Gay marriage supporters ask top court not to block Utah weddings

Gay marriage supporters ask top court not to block Utah weddings

WASHINGTON - Gay marriage proponents on Friday urged the US Supreme Court to deny a request from Utah officials seeking to block a federal court ruling that allowed same-sex weddings to go ahead in the heavily Mormon state.

Now that supporters of gay marriage have filed their response to the state's emergency stay application, it is up to Justice Sonia Sotomayor, who handles such requests from Utah and surrounding states, to decide whether to grant or deny the stay, or refer the matter to the court as a whole. There is no deadline for her to act.
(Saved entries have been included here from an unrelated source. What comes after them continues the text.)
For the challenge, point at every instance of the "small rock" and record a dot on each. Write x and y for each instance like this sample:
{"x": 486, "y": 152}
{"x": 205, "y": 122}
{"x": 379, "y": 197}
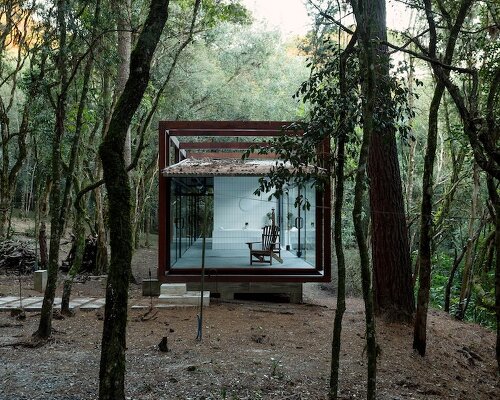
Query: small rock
{"x": 163, "y": 345}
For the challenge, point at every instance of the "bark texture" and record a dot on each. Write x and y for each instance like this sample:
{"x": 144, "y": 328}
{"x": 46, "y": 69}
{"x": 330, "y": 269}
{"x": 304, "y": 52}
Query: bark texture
{"x": 112, "y": 366}
{"x": 390, "y": 245}
{"x": 365, "y": 12}
{"x": 425, "y": 252}
{"x": 344, "y": 130}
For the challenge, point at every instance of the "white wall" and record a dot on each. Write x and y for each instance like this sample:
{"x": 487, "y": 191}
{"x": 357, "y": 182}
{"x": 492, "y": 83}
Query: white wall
{"x": 235, "y": 203}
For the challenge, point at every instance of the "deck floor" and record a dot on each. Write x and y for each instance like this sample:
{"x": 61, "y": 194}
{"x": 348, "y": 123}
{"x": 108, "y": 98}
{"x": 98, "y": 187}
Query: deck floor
{"x": 233, "y": 258}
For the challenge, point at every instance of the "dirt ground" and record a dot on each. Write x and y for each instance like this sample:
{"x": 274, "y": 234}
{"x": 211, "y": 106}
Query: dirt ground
{"x": 250, "y": 350}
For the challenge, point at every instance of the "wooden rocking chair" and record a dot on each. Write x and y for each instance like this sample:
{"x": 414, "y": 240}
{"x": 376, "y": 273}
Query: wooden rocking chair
{"x": 269, "y": 246}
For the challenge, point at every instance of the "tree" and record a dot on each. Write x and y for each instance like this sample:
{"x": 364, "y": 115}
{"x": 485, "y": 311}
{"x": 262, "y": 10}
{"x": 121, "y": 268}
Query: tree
{"x": 112, "y": 366}
{"x": 390, "y": 247}
{"x": 18, "y": 46}
{"x": 424, "y": 255}
{"x": 393, "y": 287}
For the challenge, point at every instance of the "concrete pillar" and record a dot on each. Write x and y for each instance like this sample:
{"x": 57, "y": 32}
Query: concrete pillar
{"x": 150, "y": 287}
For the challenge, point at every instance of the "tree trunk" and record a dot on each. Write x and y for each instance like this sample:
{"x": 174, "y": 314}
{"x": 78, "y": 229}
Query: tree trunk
{"x": 123, "y": 10}
{"x": 412, "y": 142}
{"x": 368, "y": 16}
{"x": 425, "y": 246}
{"x": 112, "y": 366}
{"x": 344, "y": 129}
{"x": 42, "y": 243}
{"x": 45, "y": 324}
{"x": 390, "y": 246}
{"x": 495, "y": 200}
{"x": 469, "y": 254}
{"x": 79, "y": 232}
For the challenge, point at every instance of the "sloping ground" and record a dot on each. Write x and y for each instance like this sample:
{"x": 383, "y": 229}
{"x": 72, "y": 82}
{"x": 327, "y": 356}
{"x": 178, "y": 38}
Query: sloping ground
{"x": 249, "y": 351}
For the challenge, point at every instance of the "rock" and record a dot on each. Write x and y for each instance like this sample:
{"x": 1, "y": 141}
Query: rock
{"x": 163, "y": 345}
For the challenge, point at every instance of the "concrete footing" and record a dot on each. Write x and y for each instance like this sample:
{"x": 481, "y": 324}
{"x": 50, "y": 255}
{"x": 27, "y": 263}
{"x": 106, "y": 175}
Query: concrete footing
{"x": 177, "y": 294}
{"x": 150, "y": 287}
{"x": 228, "y": 290}
{"x": 40, "y": 280}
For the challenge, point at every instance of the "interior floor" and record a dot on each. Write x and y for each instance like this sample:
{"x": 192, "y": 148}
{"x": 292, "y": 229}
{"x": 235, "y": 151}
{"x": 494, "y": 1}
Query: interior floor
{"x": 220, "y": 258}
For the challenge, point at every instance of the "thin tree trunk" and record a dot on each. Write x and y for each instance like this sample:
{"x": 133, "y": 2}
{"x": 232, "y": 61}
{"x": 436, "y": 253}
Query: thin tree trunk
{"x": 45, "y": 324}
{"x": 425, "y": 246}
{"x": 79, "y": 232}
{"x": 344, "y": 129}
{"x": 123, "y": 10}
{"x": 495, "y": 200}
{"x": 412, "y": 142}
{"x": 112, "y": 366}
{"x": 365, "y": 11}
{"x": 469, "y": 254}
{"x": 42, "y": 243}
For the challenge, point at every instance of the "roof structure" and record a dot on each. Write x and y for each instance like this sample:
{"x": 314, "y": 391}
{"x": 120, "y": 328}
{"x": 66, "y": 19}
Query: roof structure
{"x": 192, "y": 167}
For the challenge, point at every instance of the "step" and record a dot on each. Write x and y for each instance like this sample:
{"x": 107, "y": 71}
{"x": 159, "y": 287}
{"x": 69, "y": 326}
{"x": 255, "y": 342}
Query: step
{"x": 188, "y": 298}
{"x": 173, "y": 289}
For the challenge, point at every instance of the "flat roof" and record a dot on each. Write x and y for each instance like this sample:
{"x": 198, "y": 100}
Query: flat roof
{"x": 221, "y": 167}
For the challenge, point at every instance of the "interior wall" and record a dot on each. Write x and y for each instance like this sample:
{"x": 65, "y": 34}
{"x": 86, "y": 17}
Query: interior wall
{"x": 235, "y": 204}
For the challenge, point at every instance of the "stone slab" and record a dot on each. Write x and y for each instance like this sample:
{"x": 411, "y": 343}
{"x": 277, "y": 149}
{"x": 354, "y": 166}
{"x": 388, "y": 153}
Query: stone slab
{"x": 18, "y": 304}
{"x": 173, "y": 289}
{"x": 40, "y": 280}
{"x": 189, "y": 298}
{"x": 151, "y": 287}
{"x": 78, "y": 302}
{"x": 8, "y": 299}
{"x": 94, "y": 305}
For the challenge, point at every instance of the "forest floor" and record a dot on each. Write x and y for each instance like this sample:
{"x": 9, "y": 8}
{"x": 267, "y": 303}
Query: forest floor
{"x": 250, "y": 350}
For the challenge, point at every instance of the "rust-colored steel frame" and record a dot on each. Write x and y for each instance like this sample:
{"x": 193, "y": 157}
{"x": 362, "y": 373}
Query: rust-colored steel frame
{"x": 172, "y": 151}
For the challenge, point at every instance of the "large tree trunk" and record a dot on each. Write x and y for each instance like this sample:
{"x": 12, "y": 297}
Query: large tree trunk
{"x": 425, "y": 245}
{"x": 390, "y": 245}
{"x": 368, "y": 16}
{"x": 112, "y": 367}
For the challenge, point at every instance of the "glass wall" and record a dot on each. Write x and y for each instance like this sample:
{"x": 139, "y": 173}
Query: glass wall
{"x": 237, "y": 216}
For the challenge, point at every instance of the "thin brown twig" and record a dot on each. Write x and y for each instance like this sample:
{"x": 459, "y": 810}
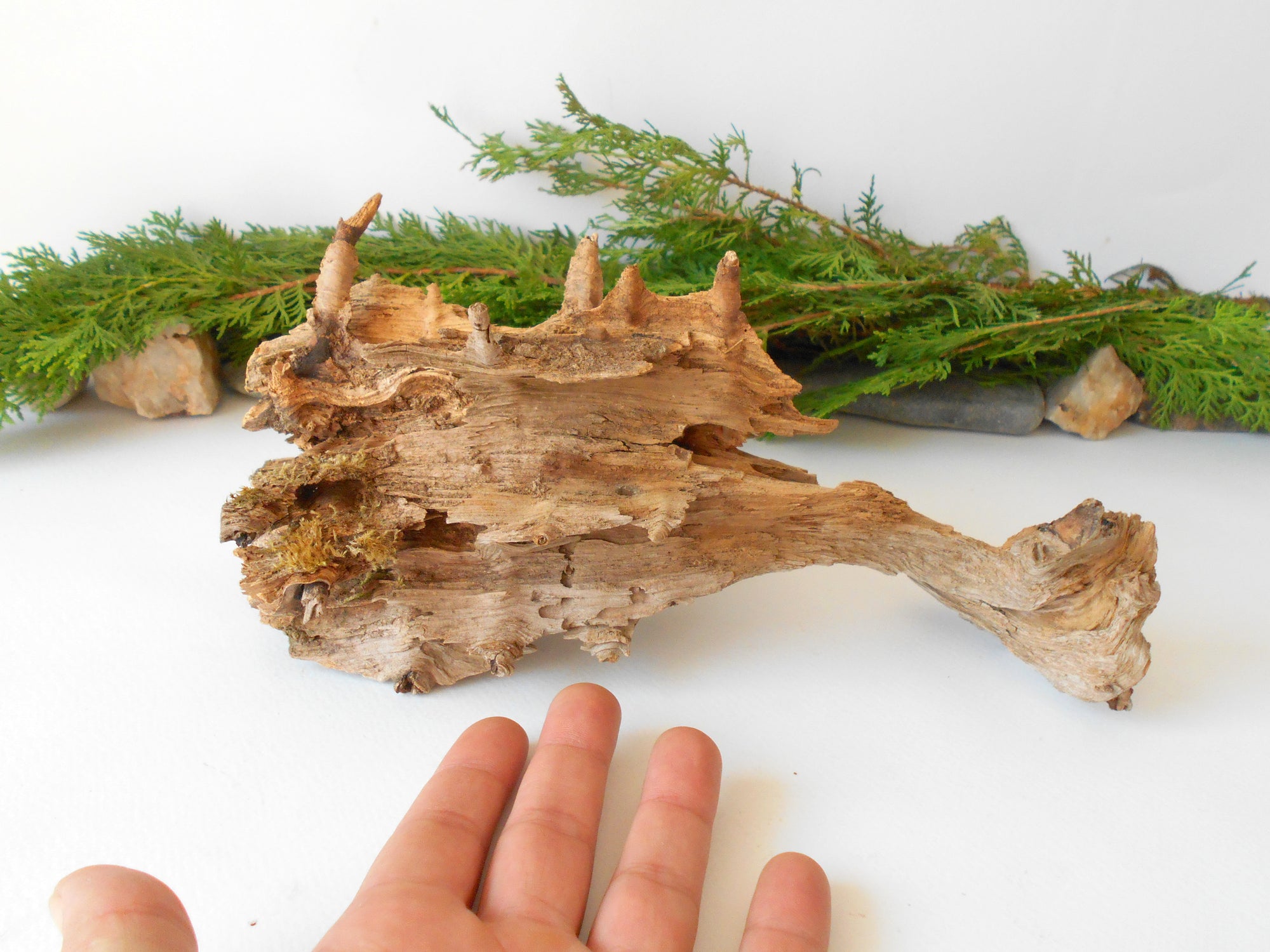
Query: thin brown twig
{"x": 796, "y": 204}
{"x": 802, "y": 318}
{"x": 1059, "y": 319}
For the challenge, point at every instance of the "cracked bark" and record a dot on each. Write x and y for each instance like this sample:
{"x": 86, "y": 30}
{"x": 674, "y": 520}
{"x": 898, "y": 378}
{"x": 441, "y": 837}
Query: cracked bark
{"x": 465, "y": 489}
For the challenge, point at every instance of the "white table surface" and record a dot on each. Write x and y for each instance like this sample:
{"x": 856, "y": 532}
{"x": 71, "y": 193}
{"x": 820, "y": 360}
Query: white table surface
{"x": 956, "y": 800}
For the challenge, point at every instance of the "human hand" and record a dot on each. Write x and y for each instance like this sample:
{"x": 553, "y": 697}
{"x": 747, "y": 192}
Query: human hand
{"x": 421, "y": 892}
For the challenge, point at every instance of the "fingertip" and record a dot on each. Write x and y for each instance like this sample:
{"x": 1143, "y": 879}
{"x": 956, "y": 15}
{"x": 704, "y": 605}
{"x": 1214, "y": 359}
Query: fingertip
{"x": 500, "y": 731}
{"x": 791, "y": 909}
{"x": 585, "y": 717}
{"x": 694, "y": 743}
{"x": 799, "y": 871}
{"x": 586, "y": 695}
{"x": 100, "y": 904}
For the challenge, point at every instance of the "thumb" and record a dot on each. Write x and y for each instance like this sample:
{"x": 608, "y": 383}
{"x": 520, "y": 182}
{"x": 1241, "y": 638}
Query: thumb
{"x": 114, "y": 909}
Hundreds of gay couples in Utah have received marriage licenses since the December 20 ruling by US District Judge Robert Shelby.

The state wants a stay of the ruling while it appeals to the Denver-based 10th US Circuit Court of Appeals.

Shelby already declined to stay his ruling pending appeal, meaning gay and lesbian couples were able to marry in the state immediately. The appeals court also declined to stay the ruling, leaving the US Supreme Court as the state's last recourse.

Friday's court filing by three gay and lesbian couples noted that the appeals court already has agreed to hear the case on an expedited schedule, with briefing to be completed by February 25. They say the state has failed to show that the appeals court's earlier denial of a stay was an incorrect decision.

Utah's court filing on Tuesday called the gay and lesbian marriages that have been performed in the state "an affront ... to the interests of the state and its citizens in being able to define marriage through ordinary democratic channels."

The application relies in part on the high court's June decision in United States v. Windsor, which struck down the federal Defence of Marriage Act (DOMA), but also said the definition of marriage was largely a matter of state law.

The Windsor case was one of two major rulings concerning gay marriage that the court ruled on in 2013. The other paved the way for gay marriage in California.

Utah became the 18th state to extend marriage rights to gays and lesbians when Shelby sided with three same-sex couples in their lawsuit challenging a voter-passed amendment to the Utah state constitution that defined marriage as exclusively between a man and a woman.

The decision came as a shock to many of Utah's 2.8 million residents, nearly two-thirds of whom are members of The Church of Jesus Christ of Latter-day Saints, or Mormons. The Church's doctrine states that sexual relations outside opposite-sex marriage are contrary to the will of God.

The stay application, if granted, would block same-sex marriage while the state appeals Shelby's decision. If the court grants a stay, the justices would not tackle the merits of the case at this stage.